There has been a report of a patient developing an upper respiratory infection while taking the drug. It is not certain if this was a direct result of the drug itself. There has also been a report of arthralgia when taking the drug.


The dosasge of eteplirsen to be received is based upon the patient's weight. The normal dosage is 30 milligrams per kilogram. This is to be given to the patient once a week as an infusion that lasts from between 35 to 60 minutes. If a patient should miss a dose, the dose should be made up as quickly as possible as the drug needs to be taken on a regularly scheduled basis to be effective.

The manufacturer has some specific instructions as to how the eteplirsen infusion is to be prepared. Each vial of the medication needs to be brought to room temperature. Each vial should be inverted two to three times, but the vials should not be shaken. The medication is colorless. If the preparer notices any discoloration, the vial should not be used.

The drug should be drawn out of the vial using a 21 gauge needle. The contents are then injected into a solution of 0.9 percent sodium chloride to a volume of between 100 to 150 milliliters. The solution should be administered within four hours. It may be refrigerated between 36 to 46 degrees Fahrenheit for up to 24 hours if absolutely necessary.

Many of the patients receiving this drug are growing children.

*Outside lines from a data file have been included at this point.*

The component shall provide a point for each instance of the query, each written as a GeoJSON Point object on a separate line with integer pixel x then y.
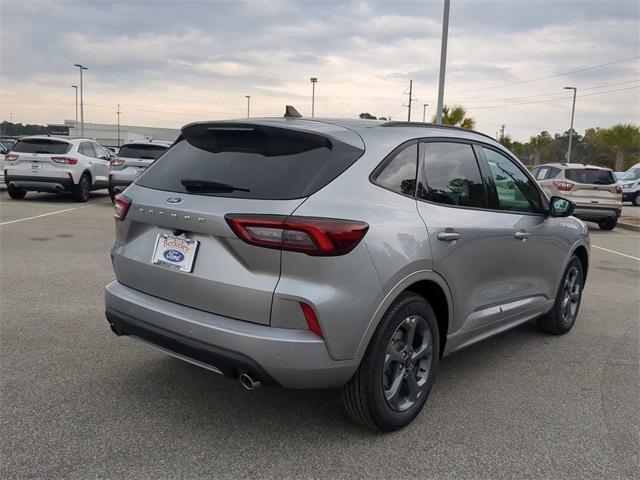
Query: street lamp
{"type": "Point", "coordinates": [443, 60]}
{"type": "Point", "coordinates": [314, 80]}
{"type": "Point", "coordinates": [573, 111]}
{"type": "Point", "coordinates": [81, 67]}
{"type": "Point", "coordinates": [424, 111]}
{"type": "Point", "coordinates": [76, 124]}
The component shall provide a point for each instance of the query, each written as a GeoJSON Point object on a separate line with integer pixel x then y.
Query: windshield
{"type": "Point", "coordinates": [41, 145]}
{"type": "Point", "coordinates": [150, 152]}
{"type": "Point", "coordinates": [632, 174]}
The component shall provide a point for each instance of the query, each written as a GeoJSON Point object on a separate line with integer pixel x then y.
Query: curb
{"type": "Point", "coordinates": [628, 226]}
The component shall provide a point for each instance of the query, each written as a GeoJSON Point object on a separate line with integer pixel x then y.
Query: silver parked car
{"type": "Point", "coordinates": [132, 159]}
{"type": "Point", "coordinates": [334, 253]}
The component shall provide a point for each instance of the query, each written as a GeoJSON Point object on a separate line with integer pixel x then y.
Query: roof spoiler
{"type": "Point", "coordinates": [291, 112]}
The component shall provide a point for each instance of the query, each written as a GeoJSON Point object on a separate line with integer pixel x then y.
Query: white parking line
{"type": "Point", "coordinates": [50, 213]}
{"type": "Point", "coordinates": [617, 253]}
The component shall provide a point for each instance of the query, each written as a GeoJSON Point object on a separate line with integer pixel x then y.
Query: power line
{"type": "Point", "coordinates": [578, 70]}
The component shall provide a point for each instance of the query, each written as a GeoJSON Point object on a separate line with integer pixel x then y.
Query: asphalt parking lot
{"type": "Point", "coordinates": [78, 402]}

It is important to weigh patients on a regular basis while the drug is being used as the dosage of eteplirsen is based upon the patient's weight.


There are no drugs that are known to interact with eteplirsen. It is still important to inform the healthcare provider of all prescription and non-prescription drugs that are being taken.


Eteplirsen is only effective if it is used on an ongoing basis. It is important to never miss a dose of the drug if the best results are to be obtained.

This drug has not been tested on geriatic patients as those with Duchenne muscular dystrophy usually do not reach this age. If the drug is used in geriatic patients, caution is advised.

There has been no testing done on this drug in regard to its affect on pregnancy. There has been no testing as to whether this drug is excreted in breastmilk.

Patients should be advised that this drug had an accelerated acceptance by the FDA. The efficacy of this drug has not been fully established. Full acceptance of this drug by the FDA will be based upon the results that are observed as patients receive this drug in a clinical setting. This drug is not a cure for Duchenne muscular dystrophy and it is only designed to alleviate the symptoms and possibly the progression of the condition.


Eteplirsen should be refrigerated between 36 to 46 degrees Fahrenheit. The medication should not be exposed to light prior to use.


Eteplirsen is the first drug known to alleviate the symptoms of Duchenne muscular dystrophy. The drug received accelerated approval by the FDA, and it is not yet known how well the drug will work. This medication works by allowing the body to skip over exon 51 when the body is manufacturing dystrophin. If a truncated form of dystrophin is made, it helps the muscles work better and may keep the condition from progressing.

Eteplirsen is used intravenously and the dosage is determined based on a patient's weight. The drug should be administered once a week for as long as it is shown to be effective.

There are several side effects associated with the drug, but three are quiet common. Balance problems, vomiting and contact dermatitis are by far the most prevalent side effects. Most side effects with the drug are mild to moderate. Most patients do not need to discontinue treatment due to side effects.